Google Lens now supports video search and multimodal AI - The Verge

Google Lens Now Supports Video Search, And It’s Kind Of Awesome!

Google Lens now supports video search and multimodal AI - The Verge

With the introduction of Circle to Search, the once-outdated Google Lens became a lot more viable. Now, Google has finally gifted Lens the ability to Search with Video as well as voice support for you to add vocal prompts accompanying the video.

We saw a demo of this feature at Google I/O 2024, where Google showcased the tool identifying the different species of fish in an aquarium. Looked cool, for sure, but I had to see it for myself to make sure it was worth using.
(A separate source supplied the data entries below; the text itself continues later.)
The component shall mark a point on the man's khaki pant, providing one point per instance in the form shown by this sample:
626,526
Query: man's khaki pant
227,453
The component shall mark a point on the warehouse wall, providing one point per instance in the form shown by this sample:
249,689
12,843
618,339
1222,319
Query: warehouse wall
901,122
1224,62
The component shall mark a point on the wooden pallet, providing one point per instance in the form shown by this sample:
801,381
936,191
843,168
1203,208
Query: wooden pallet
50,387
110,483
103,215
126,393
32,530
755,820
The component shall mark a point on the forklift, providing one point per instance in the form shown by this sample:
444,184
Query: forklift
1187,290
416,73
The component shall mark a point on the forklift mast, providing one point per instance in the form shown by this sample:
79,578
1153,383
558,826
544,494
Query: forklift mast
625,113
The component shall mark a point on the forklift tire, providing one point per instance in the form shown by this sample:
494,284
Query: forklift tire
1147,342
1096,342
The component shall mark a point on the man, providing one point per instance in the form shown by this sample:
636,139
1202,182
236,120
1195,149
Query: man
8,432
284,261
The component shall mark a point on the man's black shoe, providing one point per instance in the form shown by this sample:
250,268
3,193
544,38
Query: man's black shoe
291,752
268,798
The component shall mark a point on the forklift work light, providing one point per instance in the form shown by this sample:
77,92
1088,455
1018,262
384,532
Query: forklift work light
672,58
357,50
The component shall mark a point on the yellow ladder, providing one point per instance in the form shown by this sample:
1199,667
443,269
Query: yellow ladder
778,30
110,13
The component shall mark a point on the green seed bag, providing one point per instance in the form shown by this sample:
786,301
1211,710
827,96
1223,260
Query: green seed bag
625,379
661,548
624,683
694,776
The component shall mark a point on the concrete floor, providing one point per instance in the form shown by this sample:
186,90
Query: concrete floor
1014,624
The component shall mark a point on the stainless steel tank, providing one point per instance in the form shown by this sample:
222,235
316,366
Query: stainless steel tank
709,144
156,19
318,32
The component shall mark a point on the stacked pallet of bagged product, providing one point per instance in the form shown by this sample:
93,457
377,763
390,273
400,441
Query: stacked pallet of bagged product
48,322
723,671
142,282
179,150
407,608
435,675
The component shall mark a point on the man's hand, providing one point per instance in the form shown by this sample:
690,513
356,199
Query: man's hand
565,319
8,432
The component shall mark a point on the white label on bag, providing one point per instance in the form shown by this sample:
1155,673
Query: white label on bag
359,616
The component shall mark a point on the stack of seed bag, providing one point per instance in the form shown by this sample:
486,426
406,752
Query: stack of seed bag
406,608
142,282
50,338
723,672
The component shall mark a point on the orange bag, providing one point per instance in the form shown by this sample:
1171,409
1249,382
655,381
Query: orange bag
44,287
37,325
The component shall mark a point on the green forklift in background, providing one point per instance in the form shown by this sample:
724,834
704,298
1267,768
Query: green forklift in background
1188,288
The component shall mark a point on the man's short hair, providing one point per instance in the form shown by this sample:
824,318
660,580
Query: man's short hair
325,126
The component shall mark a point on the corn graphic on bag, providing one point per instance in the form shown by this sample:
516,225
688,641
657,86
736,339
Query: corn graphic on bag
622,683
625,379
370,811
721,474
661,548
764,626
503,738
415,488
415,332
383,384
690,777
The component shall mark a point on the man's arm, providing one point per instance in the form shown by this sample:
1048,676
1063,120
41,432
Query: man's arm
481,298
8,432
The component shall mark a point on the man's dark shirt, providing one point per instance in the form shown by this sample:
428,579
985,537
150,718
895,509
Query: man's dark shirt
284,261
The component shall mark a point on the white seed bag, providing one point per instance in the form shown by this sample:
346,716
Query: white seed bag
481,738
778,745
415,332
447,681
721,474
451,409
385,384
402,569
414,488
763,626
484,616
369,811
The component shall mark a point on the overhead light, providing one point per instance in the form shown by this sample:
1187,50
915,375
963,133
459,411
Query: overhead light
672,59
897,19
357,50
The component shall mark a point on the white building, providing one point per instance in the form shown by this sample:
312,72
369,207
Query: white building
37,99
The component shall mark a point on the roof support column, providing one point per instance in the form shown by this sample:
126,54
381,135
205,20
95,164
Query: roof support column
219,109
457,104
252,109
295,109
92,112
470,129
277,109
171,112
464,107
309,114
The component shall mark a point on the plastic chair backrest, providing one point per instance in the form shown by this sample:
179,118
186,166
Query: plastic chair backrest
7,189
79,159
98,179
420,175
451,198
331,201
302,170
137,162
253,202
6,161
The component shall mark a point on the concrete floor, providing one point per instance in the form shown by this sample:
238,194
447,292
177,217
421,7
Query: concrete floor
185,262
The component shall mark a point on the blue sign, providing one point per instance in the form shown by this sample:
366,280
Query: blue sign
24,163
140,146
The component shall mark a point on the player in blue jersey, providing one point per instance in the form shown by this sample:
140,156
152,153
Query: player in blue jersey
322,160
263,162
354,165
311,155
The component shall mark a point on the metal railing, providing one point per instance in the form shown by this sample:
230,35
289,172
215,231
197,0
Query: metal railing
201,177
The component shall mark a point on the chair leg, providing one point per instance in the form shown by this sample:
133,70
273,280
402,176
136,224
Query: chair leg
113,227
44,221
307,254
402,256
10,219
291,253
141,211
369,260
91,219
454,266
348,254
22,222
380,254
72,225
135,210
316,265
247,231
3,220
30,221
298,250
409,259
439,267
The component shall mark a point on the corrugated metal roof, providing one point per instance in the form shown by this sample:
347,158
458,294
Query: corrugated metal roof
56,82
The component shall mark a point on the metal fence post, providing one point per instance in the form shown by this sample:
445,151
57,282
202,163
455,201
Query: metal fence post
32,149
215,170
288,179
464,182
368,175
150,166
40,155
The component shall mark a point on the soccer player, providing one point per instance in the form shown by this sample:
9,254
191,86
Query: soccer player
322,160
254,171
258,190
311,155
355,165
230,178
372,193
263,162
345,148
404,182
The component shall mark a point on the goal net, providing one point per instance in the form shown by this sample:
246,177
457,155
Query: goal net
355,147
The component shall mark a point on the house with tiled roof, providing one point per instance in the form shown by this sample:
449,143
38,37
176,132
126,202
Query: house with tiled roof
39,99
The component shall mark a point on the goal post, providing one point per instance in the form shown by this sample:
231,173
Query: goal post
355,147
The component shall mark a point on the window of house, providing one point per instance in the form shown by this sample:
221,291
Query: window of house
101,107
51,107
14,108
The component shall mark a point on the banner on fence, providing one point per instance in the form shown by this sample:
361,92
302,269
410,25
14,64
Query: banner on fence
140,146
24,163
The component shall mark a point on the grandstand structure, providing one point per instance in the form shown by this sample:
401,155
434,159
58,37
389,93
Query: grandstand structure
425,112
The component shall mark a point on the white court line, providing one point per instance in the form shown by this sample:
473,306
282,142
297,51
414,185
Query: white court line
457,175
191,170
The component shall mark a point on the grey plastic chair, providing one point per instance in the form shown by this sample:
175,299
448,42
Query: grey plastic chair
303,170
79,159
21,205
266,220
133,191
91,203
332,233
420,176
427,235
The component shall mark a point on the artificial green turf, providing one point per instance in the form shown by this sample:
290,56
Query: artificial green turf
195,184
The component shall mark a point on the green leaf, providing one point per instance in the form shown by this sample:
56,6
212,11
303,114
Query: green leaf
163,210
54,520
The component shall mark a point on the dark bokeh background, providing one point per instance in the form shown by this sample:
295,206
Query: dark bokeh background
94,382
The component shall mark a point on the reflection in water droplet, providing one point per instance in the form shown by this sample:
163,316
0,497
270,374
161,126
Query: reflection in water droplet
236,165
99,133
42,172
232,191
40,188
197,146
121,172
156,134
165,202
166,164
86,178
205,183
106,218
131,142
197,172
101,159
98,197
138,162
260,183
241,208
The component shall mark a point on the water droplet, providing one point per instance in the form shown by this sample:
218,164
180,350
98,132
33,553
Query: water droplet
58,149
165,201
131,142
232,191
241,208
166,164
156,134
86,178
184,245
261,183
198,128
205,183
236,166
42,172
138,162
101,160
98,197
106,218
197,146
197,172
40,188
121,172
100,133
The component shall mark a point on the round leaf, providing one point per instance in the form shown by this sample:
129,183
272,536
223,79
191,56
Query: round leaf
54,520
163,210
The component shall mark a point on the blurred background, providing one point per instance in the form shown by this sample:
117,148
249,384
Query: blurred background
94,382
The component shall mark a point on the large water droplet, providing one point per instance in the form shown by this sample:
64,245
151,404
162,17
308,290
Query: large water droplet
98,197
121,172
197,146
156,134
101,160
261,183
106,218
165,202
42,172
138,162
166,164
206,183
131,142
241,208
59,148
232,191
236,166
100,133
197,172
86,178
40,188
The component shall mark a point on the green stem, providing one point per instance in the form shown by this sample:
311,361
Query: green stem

So, from trying to identify an action figure lying around my room to getting book suggestions out of it and more, I tested it out in quite a few scenarios!

Google Lens Video Search Is a Breeze to Use

To use the feature, you will need an Android or iOS device. I have received the feature on both my OnePlus 11R and Pixel 9 Pro Fold. The feature has not yet arrived on the web, and probably won’t. Anyway, once you head to the Google Lens app, simply hold down the search button and that will trigger the new Search with Video feature.

Using Google Lens to Identify action figure
Using Search with Video in Google Lens (Image Credit: Sagnik Das Gupta/ Beebom)

You will be asked to, “Speak now to ask about this video. Once you do, Lens will draw up an AI Overview alongside search results based on the video input and your voice prompt. It’s as simple as that. But, how well does the tool work? Is it reliable?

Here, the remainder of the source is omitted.